Another version sung by jazz legend Ella Fitzgerald placed at number
4 and also topped the iTunes UK vocal chart as record-buyers passed
their judgement on the legacy of Thatcher, who died of a stroke on
Monday aged 87.
The records' success comes on the back of a Facebook campaign
celebrating the death of the divisive leader.
AFP
Four-year-old boy shoots friend in head
US: A four-year-old American boy shot and wounded a six-year-old
friend in the head Tuesday, police said, the second such accident
involving children in a day.
Police in the New Jersey town of Toms River said the young boy took a
.22 caliber rifle and shot his friend at a distance of about 14 meters
(45 feet). It was unclear why the weapon discharged. "The young boys
were playing," Police Chief Michael Mastronardy told a press conference.
"The four-year-old went into the house, retrieved the rifle from within
the house: a .22 caliber rifle." "A shot went out, and the six-year-old
was struck in the head," he said.
The victim was in hospital in "serious" condition.
AFP
US college student stabs 14 in Texas
US: A US college student stabbed 14 people, leaving two victims
critically wounded, Tuesday in a rampage that ended when he was wrestled
to the ground and taken into custody, police said.

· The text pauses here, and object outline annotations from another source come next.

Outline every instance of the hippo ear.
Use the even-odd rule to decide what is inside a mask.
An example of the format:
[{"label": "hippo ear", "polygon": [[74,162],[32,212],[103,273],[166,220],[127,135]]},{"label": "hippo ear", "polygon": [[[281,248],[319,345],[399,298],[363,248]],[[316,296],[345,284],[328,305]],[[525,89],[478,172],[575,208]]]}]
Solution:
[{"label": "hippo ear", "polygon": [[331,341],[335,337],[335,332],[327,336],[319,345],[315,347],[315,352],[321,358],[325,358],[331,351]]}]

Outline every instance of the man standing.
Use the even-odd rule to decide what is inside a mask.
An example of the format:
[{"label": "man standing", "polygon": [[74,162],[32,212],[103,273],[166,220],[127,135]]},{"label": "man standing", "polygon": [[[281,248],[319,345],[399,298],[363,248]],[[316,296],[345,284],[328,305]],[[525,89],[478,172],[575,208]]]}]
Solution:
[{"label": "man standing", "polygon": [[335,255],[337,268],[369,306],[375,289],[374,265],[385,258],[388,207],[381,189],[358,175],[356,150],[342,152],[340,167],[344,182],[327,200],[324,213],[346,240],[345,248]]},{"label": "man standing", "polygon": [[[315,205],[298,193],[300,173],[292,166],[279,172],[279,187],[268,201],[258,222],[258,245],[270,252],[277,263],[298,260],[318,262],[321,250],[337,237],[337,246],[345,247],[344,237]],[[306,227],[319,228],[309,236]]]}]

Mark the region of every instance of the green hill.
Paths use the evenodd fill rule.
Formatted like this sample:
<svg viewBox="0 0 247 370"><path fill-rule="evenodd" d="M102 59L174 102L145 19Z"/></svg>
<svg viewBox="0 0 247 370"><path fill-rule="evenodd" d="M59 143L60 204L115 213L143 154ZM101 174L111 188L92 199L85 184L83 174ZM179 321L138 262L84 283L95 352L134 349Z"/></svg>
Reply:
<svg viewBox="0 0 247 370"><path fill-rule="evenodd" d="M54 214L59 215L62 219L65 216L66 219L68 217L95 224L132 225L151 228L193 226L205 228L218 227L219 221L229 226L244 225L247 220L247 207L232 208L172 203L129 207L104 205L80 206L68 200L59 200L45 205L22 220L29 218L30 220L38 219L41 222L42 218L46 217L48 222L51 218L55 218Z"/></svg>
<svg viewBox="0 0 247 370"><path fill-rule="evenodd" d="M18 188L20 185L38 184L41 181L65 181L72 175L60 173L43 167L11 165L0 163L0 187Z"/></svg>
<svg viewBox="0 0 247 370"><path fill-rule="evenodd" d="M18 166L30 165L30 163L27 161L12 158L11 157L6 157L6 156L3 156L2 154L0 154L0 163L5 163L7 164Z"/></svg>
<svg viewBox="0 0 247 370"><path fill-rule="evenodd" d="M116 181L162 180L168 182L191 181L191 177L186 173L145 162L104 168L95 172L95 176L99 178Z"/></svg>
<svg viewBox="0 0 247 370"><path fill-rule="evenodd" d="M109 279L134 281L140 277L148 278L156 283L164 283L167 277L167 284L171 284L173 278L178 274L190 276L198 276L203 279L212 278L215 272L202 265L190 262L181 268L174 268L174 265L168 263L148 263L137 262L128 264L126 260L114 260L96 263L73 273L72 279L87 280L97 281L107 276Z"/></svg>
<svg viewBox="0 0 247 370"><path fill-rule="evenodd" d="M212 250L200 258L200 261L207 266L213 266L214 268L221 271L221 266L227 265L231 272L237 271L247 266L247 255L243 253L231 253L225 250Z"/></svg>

Television images showed a red-headed white youth with a goatee being
led off in handcuffs after the incident at the sprawling Lone Star
College's Cyfair campus, about 60 miles north of Houston. Authorities
said 14 people were stabbed in the attack, which appeared to have
occurred in and around the college's Health Science Center.
AFP
John Lennon died from divine ire: Brazilian pastor
BRAZIL: John Lennon died because he offended God by suggesting that
the Beatles were more famous than Jesus Christ, according to the
embattled head of the Brazilian Congress' human rights panel.
"The Bible says God does not let this type of offense go unpunished,"
evangelical pastor Marco Feliciano said in remarks published by local
media Tuesday and gleaned from a video of a sermon he made at his church
in 2005. Feliciano, who is facing growing calls to resign from the
rights panel over his disparaging comments about gays, women and blacks,
also said he would have liked to see the body of Lennon when the English
pop star was shot dead in December 1980.